Exploiting is a very interesting topic and there are many ways of manipulating the stack. One of those ways is using the POP, RET functions.
Using the “Free MP3 CD Ripper” - Exploit from my first tutorial, I would like to show how a POP RET is basically working (and displayed in IDA), since these are useful commands if the shellcode is not directly placed @ the ESP, but only some bytes away from it on the stack, like ESP+4 or ESP+8…The modified Python script helps to show how jumping to shellcode via a POP, RET will work:
The .wav gets filled by our usual 4112 bytes of junk first. After that we’ve got the already known position of our EIP, where we’ll fill in a “POP EAX, RET” (opcode: 58 C3 - have a look at the opcode-table at the end of this posting) stolen from the loaded “vorbis.dll”. But what does a “POP EAX” and a “RET” do exactly ? The”POP EAX” takes 4 bytes off the top of the stack and directly stores them into the EAX and “RET” loads the following 4 bytes at ESP into EIP, and therefor gets executed. :-) By the way if the shellcode is 8 bytes away (ESP+8) you simply need to find a “POP, POP, RET” function to jump…

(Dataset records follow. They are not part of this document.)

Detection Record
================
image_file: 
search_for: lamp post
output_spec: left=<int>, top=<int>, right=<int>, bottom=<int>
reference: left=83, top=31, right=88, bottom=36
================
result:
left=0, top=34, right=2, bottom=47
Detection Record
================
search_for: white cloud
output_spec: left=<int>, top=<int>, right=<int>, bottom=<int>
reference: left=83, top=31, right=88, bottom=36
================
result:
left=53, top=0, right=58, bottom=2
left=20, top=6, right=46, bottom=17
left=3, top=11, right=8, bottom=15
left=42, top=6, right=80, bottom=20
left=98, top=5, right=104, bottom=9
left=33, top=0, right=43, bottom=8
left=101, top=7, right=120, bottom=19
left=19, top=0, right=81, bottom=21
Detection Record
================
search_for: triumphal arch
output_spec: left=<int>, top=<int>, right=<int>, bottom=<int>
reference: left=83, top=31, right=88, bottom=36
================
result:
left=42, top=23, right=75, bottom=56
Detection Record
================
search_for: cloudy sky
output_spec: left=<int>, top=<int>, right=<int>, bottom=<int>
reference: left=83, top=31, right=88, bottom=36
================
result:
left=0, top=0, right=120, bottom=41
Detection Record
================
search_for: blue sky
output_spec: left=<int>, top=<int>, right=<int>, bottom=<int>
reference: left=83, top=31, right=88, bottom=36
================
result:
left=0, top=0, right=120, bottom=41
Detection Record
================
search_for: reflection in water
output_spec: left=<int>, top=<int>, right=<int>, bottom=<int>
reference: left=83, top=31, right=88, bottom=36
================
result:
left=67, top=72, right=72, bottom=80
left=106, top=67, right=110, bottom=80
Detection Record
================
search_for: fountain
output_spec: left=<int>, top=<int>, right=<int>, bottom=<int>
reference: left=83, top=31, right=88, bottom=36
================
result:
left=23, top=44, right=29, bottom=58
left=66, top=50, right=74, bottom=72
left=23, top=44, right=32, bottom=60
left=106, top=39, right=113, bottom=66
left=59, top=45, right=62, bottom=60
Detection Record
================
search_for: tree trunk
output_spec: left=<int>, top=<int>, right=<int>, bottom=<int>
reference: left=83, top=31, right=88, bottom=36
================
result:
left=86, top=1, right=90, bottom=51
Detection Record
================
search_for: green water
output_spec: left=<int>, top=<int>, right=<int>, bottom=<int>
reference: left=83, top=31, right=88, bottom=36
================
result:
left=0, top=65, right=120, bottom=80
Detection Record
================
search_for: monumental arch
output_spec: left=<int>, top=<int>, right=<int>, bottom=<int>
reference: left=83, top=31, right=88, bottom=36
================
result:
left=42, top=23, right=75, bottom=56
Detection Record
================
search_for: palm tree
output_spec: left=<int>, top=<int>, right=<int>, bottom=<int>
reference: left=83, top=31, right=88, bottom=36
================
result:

For demonstration purposes, I’ll add another 4 nop-bytes “\x90” after the EIP. Those bytes will be POP’ed to the EAX. The next 4 stack bytes - our already known “JMP ESP” - will used by the RET function. The following 2 nop-bytes and the “\xCC”, which simply breaks the process, will be used to realign the stack. Execute the application, load our new malicious .wav and have a look at the general registers and the stack view now:
The stack view clearly shows you what did happen and what we expected! First: The EIP loaded 0x1BDFEE4 which stores our stolen POP, RET functions from vorbis.dll. Followed by our pseudo-nops “90909090”, which are POP’ed to the EAX using the mentioned function from vorbis.dll. Have a look at the general registers, where you can see that the EAX contains exactly “90909090”. Great! The pop works fine so far. Now the ret gets executed @0x1BDFEEC which contains our stolen “JMP ESP” from “WMVCore.dll”. Then we’ve got some other nops again to realign the Stack (notice that the ESP is @0x1BDFEF0), which means we only need 3 further bytes to point directly to our shellcode. (I’ve just added 2 nops and a break here to break the application flow). In the final version of the exploit simply exchange the “\xCC” with a further nop and the exploit will work again :-).